Wed | Nov 25, 2020

Path cleared for Heineken to acquire Geddes’ D&G shares

Published:Friday | October 11, 2019 | 12:10 AMMcPherse Thompson - Assistant Editor-Business
File 
The Red Stripe Jamaica brewery at Spanish Town Road, Kingston.
File The Red Stripe Jamaica brewery at Spanish Town Road, Kingston.

There is no firm undertaking whether Heineken Sweden will still acquire outstanding shareholdings in brewery and beverage company Desnoes & Geddes Limited, D&G, but the all-clear has now been given, as the Supreme Court has lifted an order preventing widow Margie Geddes from selling the stocks.

Supreme Court Justice Kissock Laing ruled that the assets of Bardi Limited, including the 84 million shares it holds in D&G, do not belong to Geddes and cannot properly form the basis of a charging order over her assets. D&G trades as Red Stripe Jamaica.

The judge discharged a provisional charging order made by Justice Courtney Daye on December 18, 2012, as varied by an order of the Court of Appeal, dated April 10, 2018, to cover 7.5 million shares in D&G held by Bardi.

He also discharged an injunction granted by Justice Daye restraining Mrs Geddes from selling the 7.5 million shares until the hearing of the application for a final charging order.

The provisional charging order and injunction were granted based on a claim filed by the law firm McDonald Millingen against Margie Geddes, the widow of D&G heir Paul Geddes, for fees for work done between 1999 and 2008. The cost of those fees in court documents showed that it amounted to just under US$1.049 million.

The provisional charging order was obtained ex parte and attached to the two and only issued ordinary shares in Bardi, and the 84 million D&G shares it held. Geddes was also barred from trading both sets of shares.

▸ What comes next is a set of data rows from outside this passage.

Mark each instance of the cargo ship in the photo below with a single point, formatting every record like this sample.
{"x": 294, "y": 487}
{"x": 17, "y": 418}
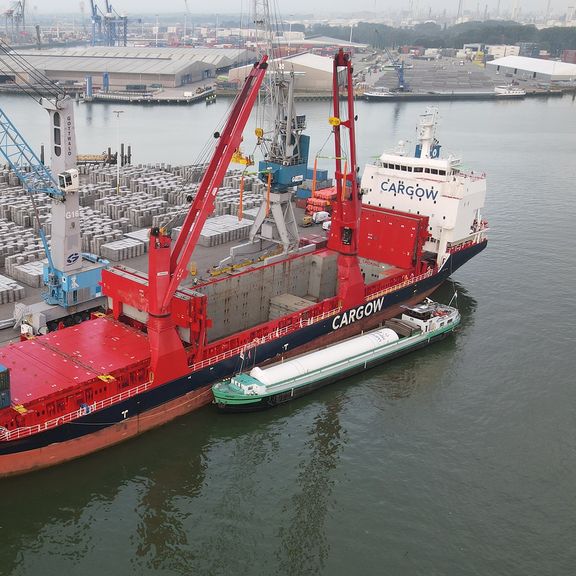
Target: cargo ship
{"x": 395, "y": 237}
{"x": 261, "y": 388}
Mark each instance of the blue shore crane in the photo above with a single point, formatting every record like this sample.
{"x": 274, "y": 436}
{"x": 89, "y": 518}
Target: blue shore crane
{"x": 72, "y": 278}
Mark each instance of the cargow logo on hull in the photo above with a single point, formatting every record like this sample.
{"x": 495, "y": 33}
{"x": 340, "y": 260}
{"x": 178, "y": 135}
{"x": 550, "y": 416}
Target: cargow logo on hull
{"x": 356, "y": 314}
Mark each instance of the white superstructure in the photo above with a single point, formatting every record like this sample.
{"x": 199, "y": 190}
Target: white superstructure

Bardi argued, however, that its shares in D&G are not jointly owned with Geddes and so it owes no debt to the law firm.

Bardi had appealed against an October 2017 decision by another judge, Justice Nicole Simmons, who refused an application to lift the provisional charging order and the injunction imposed by Justice Daye.

However, in February this year, the Court of Appeal directed that the application filed by Bardi be sent back to the Supreme Court for the issues to be resolved.

Those issues relate to the ownership of the assets registered in the name of Bardi; whether Geddes and Bardi should be considered separate legal entities; whether Geddes was acting at all material times as the alter ego of Bardi; and whether in the circumstances there should be a piercing of the corporate veil.

Justice Laing said that having examined the facts on which Millingen relied to support its assertion that Bardi is the alter ego of Mrs Geddes, “I am unable to accept that collectively they do so establish.”

Accordingly, he found that there is no justification for lifting the corporate veil in this case, saying: “I find that Bardi is entitled to the usual protections afforded to a corporate entity with separate legal personality. Its assets, including the shares it holds in D&G, do not belong to Mrs Geddes and cannot properly form the basis of a charging order over the assets of Mrs Geddes.”

Justice Laing also found that Millingen’s claim for costs for fees for legal services from February 4, 2003, to May 13, 2008, was irregular. He said the claim for those fees could only have been properly made on the basis of ‘quantum meruit principles’, since the Court of Appeal had found that a contingency agreement between the parties was unenforceable. Quantum meruit denotes a reasonable sum of money to be paid for services rendered or work done when the amount due is not stipulated in a legally enforceable contract.

As a consequence, he ruled that the costs of US$1,048,807.19 imposed by the court’s registrar be set aside.

Justice Laing said he was not making a finding that Millingen is not entitled to any fees for the legal services. “I have simply found that it is not entitled to claim such fees in the manner that it has purported to do, which is by the claim in the form it has submitted to the registrar and which resulted in the registrar issuing the default costs certificate.”

Justice Laing said the bill of costs procedure used has deprived Geddes of the opportunity to defend the claim by filing a defence and/or affidavits to be considered by a judge of the Supreme Court in the usual manner pursued in ‘claim form’ or ‘fixed date claim form’ proceedings, he added.

Attorney Vincent Chen, who represented McDonald Millingen, said it’s up to his client to decide what to do next. Attorney Melissa McLeod appeared with Michael Hylton, QC, for Bardi.

The Financial Gleaner understands that there is no final word on whether Heineken will still acquire the shares. The Dutch beer maker took over D&G from then majority partner Diageo Plc in 2015.